Feature | November 07, 2013
FDA Approves Medtronic Software for Use With Non-Medtronic Leads to Detect Defibrillator Lead Issues
LIA software proven to detect lead failures more frequently than impedance alone on Riata, Durata and Endotak Leads
November 7, 2013 — Medtronic Inc. announced U.S. Food and Drug Administration (FDA) approval of its Lead Integrity Alert (LIA) software for use with non-Medtronic leads. Proprietary and exclusive software that resides in Medtronic defibrillators, LIA is now approved to report performance issues on Durata and Riata defibrillator leads (St. Jude Medical) and Endotak (Boston Scientific) defibrillator leads when connected to a Medtronic device.

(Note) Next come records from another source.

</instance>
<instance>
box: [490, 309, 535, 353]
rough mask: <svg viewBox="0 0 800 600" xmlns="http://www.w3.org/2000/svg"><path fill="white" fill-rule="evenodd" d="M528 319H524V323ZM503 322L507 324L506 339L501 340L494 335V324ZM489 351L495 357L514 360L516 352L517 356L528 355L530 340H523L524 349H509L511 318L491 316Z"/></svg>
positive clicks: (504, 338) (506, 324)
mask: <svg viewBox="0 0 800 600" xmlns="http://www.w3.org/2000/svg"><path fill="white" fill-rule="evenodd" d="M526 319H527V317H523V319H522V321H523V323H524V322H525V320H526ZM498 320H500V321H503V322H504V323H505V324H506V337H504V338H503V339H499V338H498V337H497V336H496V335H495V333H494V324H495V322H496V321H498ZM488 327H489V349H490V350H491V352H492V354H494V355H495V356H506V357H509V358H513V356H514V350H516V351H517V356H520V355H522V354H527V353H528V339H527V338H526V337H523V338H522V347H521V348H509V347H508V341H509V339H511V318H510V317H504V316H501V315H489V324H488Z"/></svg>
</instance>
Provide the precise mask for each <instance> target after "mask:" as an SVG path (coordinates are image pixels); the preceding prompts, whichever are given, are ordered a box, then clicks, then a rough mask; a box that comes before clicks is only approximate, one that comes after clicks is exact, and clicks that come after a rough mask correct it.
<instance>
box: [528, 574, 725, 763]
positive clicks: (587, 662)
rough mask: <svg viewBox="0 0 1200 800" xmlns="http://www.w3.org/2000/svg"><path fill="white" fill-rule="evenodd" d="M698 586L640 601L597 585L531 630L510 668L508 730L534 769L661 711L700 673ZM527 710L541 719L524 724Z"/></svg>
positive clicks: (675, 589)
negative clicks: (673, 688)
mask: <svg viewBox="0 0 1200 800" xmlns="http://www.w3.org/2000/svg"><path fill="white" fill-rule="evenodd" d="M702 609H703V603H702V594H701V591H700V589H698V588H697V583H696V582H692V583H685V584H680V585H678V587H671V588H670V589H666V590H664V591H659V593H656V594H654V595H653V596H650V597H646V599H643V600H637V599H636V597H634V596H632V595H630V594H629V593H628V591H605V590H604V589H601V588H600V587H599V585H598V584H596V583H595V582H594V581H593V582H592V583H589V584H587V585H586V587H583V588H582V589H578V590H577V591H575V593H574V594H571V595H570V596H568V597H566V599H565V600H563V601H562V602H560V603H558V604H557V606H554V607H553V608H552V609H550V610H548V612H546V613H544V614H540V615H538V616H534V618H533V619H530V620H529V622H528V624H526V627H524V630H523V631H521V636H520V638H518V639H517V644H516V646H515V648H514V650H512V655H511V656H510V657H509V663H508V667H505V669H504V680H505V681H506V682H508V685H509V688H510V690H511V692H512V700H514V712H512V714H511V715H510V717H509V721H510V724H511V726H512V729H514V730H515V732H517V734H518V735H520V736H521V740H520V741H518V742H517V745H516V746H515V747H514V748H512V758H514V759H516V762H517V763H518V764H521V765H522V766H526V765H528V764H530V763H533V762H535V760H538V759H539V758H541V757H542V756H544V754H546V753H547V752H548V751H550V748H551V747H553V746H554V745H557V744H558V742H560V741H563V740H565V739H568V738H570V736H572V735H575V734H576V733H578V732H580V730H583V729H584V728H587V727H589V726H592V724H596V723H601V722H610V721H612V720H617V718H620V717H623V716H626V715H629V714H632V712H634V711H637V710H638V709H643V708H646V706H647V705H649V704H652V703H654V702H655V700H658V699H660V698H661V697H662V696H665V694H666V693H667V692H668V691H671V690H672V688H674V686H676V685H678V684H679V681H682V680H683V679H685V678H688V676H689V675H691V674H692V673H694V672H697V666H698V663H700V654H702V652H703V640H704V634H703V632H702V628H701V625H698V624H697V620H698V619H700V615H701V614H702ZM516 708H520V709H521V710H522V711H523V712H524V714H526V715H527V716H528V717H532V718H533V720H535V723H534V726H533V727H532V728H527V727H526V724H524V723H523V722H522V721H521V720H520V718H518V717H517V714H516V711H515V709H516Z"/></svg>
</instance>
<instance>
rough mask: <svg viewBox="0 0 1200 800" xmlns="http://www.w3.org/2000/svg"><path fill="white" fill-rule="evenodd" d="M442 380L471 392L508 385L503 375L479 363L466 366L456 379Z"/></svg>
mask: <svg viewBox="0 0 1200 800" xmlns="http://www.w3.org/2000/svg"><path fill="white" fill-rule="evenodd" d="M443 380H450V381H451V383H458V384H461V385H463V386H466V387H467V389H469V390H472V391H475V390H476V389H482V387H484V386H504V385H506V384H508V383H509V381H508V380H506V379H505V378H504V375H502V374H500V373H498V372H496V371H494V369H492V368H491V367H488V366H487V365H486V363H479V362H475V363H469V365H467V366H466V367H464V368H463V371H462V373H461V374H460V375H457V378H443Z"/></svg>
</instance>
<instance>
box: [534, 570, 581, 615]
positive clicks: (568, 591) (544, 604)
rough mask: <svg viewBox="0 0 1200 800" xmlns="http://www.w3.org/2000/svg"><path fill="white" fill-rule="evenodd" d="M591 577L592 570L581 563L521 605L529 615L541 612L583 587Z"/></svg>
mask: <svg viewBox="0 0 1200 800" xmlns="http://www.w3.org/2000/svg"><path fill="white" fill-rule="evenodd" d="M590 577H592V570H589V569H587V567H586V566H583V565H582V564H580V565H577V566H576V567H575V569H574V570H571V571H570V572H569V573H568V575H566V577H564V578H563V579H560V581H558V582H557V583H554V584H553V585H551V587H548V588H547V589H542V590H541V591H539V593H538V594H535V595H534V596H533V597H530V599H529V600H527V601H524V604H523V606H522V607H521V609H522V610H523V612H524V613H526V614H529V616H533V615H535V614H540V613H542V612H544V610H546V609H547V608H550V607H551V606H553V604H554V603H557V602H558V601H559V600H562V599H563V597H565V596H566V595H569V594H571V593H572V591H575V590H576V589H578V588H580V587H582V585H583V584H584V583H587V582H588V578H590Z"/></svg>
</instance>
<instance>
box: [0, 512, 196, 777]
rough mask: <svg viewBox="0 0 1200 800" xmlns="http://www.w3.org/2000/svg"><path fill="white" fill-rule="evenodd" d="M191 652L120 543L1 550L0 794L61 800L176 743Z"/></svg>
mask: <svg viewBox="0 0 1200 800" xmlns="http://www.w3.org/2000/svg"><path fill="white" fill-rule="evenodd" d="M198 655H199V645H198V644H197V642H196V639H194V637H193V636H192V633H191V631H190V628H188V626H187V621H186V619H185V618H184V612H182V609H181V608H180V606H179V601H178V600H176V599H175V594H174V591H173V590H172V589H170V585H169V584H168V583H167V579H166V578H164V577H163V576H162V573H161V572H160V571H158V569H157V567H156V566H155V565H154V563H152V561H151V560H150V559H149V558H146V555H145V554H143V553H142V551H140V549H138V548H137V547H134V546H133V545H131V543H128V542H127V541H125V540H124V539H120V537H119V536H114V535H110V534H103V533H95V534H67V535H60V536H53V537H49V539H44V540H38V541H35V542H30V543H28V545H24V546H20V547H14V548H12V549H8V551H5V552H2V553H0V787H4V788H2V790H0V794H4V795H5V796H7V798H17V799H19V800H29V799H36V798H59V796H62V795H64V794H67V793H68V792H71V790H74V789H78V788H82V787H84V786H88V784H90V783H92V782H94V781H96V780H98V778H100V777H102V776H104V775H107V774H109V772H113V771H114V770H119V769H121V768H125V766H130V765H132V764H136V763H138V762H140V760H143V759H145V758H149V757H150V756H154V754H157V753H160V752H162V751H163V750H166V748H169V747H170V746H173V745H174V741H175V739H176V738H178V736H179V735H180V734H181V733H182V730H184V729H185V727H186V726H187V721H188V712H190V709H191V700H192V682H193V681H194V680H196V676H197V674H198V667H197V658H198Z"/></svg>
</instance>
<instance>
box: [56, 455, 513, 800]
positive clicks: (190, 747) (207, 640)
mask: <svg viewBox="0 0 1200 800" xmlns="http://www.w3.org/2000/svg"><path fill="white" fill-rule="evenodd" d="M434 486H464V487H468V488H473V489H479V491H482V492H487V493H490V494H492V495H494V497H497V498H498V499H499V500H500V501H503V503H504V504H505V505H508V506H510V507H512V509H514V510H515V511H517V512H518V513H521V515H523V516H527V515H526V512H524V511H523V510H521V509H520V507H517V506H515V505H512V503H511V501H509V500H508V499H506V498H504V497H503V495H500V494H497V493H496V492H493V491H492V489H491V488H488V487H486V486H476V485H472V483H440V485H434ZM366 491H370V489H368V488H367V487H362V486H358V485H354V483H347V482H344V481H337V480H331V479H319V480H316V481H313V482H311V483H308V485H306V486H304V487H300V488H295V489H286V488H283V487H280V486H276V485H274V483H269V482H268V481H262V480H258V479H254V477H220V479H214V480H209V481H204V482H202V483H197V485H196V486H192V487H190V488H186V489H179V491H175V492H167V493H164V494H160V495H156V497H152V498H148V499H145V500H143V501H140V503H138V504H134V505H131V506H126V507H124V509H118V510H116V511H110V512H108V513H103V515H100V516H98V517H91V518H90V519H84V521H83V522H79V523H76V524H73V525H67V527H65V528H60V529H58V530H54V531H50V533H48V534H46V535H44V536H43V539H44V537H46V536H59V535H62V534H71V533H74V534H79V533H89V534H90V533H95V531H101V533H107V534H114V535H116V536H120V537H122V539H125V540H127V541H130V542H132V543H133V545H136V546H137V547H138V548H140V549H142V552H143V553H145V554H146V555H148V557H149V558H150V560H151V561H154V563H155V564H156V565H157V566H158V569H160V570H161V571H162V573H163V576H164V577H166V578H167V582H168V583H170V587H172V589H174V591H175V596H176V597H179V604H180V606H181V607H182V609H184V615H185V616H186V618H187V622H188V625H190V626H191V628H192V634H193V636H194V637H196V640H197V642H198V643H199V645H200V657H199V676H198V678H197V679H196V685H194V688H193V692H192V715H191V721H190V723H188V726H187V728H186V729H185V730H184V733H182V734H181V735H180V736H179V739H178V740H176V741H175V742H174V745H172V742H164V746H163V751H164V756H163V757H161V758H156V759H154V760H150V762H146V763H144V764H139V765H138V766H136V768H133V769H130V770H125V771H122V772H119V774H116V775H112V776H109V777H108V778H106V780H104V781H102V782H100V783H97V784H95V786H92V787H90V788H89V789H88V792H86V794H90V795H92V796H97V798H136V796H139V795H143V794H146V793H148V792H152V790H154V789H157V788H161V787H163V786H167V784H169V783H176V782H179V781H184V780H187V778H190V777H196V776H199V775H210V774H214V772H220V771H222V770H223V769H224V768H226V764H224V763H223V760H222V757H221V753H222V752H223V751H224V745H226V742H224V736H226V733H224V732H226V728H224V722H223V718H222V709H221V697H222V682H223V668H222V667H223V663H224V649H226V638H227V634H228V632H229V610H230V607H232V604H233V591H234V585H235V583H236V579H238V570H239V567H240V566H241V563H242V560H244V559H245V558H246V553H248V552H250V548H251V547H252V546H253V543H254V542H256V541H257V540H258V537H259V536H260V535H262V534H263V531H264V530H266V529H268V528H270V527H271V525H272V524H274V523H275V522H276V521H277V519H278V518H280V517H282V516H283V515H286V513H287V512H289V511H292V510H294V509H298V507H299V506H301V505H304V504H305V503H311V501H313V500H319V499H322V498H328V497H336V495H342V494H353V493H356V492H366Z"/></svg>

Originally approved by the FDA in 2008 for use with Medtronic defibrillators and leads, LIA has displayed the ability to detect pace/sense lead issues in non-Medtronic leads at a greater rate than standard impedance monitoring alone, according to an analysis recently published in Circulation: Arrhythmia and Electrophysiology. For Durata and Riata leads (St. Jude Medical), LIA software detected pace/sense circuit issues approximately six times more frequently than with impedance monitoring. The software detected pace/sense circuit issues more frequently for Endotak (Boston Scientific) leads as well.
"This approval affirms the applicability of Medtronic's LIA-enabled defibrillators in detecting lead issues in those leads developed by other manufacturers," said Kenneth Ellenbogen, M.D., Kontos Professor of Cardiology, Virginia Commonwealth University (VCU) School of Medicine and Medical College, Virginia Hospital.
In the United States, approximately 12,000 Medtronic LIA-enabled defibrillators (implantable cardioverter defibrillators (ICDs) and cardiac resynchronizationtherapy devices (CRT-Ds)) are connected to non-Medtronic leads, as identified and monitored remotely via the Medtronic CareLink Network. This includes approximately 5,100 Endotak leads, 6,100 Riata/Durata leads from St. Jude Medical and nearly 500 leads from other manufacturers, including Biotronik. An external panel of physicians who had access to device-stored electrograms and the clinical interpretation of the treating physician adjudicated non-Medtronic lead issues identified by LIA.
"We've seen the effectiveness of the LIA software with Medtronic devices and leads these past four years, and we know it can have an impact beyond our leads," said Marshall Stanton, M.D., vice president, Medtronic. "LIA detects lead failures better than impedance alone and this approval provides implanting physicians with performance information on this advanced decision-making tool to benefit the health and well-being of their patients."
LIA is included in the SmartShock suite of algorithms that yields the lowest occurrence rate of inappropriate shocks for any defibrillator in the industry. [i] [ii]
For more information: www.medtronic.com
[i] Schloss EJ, et al. PainFree SST Trial Primary Results: Low Shock Rates in Patients with Dual and Triple Chamber ICDs Using Novel Detection Algorithms. Heart Rhythm. 2013;10(50):S64.
[ii] Schloss E, et al. PainFree SmartShock technology: trial primary results: inappropriate shock rates in patients with single chamber ICD's using a novel suite of detection algorithms. EHRA Europace 2013 Late Breaking Trial session 1.